The Diagnostic Quality Assurance Pilot addressed a standardization gap in personalized medicine by creating a process to compare diagnostics for targeted therapies in cancer treatment. The pilot, which was completed in the spring of 2019 and originated from the Sustainable Predictive Oncology Therapeutics and Diagnostics (SPOT/Dx) Working Group, worked to ensure that diagnostics provide clinicians with consistent and correct answers regardless of which laboratory conducted the test and which diagnostic platform the laboratory used. Specifically, the pilot designed and equipped molecular pathology laboratories with traceable reference samples and developed an evaluation approach to assess whether participating laboratories’ validated tests could achieve diagnostic performance comparable to an FDA-approved companion diagnostic for a targeted cancer therapy. 
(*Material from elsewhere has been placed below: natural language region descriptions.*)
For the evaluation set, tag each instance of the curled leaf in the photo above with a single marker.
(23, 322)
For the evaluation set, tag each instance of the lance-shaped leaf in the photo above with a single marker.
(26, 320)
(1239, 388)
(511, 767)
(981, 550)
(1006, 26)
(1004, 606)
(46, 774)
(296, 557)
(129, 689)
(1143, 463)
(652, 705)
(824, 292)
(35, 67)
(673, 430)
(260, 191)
The pilot’s results were published in the American Journal of Clinical Pathology. Tapestry Networks worked closely with the pilot’s multistakeholder steering committee, which included payers, industry, leading cancer non-profit organizations such as Friends of Cancer Research, and observers from government agencies, to support its implementation and opine on its results. The pilot’s results have prompted broad discussion across the diagnostics community.  

In late 2022, Tapestry Networks and a select group of stakeholders convened an informal working group to advance further exploration of the pilot’s dry lab or in silico component. In silico reference files (ISRFs) are economical materials that laboratories and test developers can use to assess bioinformatics pipeline performance to support next-generation-sequencing test development, validation, and quality assurance. In 2023, the effort explored potential use of ISRFs during clinical trials in cases where trials employ multiple clinical trial assays to enroll patients. Tapestry and partners continue to assess opportunities for better understanding ISRF use and their value in molecular diagnostic quality assurance.